Name Standardization: Problems and a Solution
Name standardization, on its surface, would appear to be a primarily aesthetic problem (no pun intended). People’s names can be listed “last, first” or “first last”. Simple, right? Not exactly. When you’re naming different things— people vs. organizations, for instance— and dealing with different ordering, capitalization styles, honorifics, suffixes, metadata or other additional info embedded in names (e.g. politicial party signifiers, company departments or locations), or just general cruft and typos, name standardization is a thorny problem.
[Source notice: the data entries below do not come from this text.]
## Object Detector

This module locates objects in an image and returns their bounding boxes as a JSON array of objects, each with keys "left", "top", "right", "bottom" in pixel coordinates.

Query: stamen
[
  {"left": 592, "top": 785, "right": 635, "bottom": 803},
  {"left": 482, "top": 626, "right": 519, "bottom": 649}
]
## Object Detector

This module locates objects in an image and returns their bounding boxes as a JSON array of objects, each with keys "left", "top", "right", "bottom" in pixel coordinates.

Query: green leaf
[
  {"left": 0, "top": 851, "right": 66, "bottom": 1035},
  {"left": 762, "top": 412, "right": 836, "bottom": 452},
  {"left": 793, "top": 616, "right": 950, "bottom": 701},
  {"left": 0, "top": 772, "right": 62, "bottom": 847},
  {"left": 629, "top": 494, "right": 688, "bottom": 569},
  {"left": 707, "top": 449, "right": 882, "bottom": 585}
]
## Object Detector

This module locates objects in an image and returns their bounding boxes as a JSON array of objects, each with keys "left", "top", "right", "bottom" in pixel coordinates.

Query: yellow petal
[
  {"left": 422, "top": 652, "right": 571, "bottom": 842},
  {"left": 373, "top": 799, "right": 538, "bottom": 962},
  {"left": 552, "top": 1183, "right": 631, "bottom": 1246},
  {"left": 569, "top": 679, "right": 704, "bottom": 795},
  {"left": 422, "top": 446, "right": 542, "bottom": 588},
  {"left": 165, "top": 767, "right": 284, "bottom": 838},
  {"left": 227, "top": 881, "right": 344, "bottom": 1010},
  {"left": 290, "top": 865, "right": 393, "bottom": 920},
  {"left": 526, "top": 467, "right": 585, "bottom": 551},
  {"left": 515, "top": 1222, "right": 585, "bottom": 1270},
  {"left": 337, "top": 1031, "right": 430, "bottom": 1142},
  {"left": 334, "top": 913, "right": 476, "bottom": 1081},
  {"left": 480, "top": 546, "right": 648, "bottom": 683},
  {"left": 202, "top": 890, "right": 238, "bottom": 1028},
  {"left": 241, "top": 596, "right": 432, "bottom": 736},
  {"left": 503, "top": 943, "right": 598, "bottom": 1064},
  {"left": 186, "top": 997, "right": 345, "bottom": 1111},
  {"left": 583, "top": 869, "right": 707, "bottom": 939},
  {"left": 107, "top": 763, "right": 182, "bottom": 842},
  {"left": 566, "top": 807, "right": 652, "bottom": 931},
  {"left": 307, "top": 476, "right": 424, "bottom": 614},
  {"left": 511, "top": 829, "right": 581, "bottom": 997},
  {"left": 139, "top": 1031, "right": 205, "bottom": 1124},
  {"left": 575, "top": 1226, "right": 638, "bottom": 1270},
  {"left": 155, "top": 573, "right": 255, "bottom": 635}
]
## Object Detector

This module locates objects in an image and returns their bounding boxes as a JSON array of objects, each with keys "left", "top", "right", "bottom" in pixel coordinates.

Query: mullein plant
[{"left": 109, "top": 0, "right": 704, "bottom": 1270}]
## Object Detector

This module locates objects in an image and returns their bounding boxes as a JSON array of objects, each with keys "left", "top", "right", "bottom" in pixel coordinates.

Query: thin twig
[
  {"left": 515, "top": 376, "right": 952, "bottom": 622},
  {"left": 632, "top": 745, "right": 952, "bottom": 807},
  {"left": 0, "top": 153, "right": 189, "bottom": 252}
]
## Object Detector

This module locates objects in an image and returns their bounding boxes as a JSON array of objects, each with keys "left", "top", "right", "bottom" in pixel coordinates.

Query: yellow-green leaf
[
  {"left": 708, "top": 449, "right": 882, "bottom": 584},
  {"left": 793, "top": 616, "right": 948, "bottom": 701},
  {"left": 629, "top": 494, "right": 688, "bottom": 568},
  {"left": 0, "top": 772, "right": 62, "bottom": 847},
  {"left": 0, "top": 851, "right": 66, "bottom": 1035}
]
Add to that the fact that there are no universal identifiers for people or companies in many datasets, names rarely (if ever) come split into their constituent parts, and we are often expected to link data via little more than a name string, and you can see how relevant the issue is to the world of open government data.
Name Standardization in Practice: Influence Explorer
Influence Explorer unites numerous datasets on politicial influence, from many different sources. What all these datasets have in common is names— lots of names, and it’s our job to figure out which names refer to the same entity, and then display them in a reasonably consistent format. Even when we do have shared ID’s we can use to link names between datasets, such as those from the Congressional BioGuide or CRP, we’re faced with the problem of how to form a canonical version of the name to display, and do it in an automated fashion, since we don’t fancy the idea of manually adjusting the 164,000 entity names currently residing in our database.
Different Names, Different Problems
The challenges associated with each name differ depending on whether you’re talking about a politician, individual or organization (the three main entity types embodied in Influence Explorer).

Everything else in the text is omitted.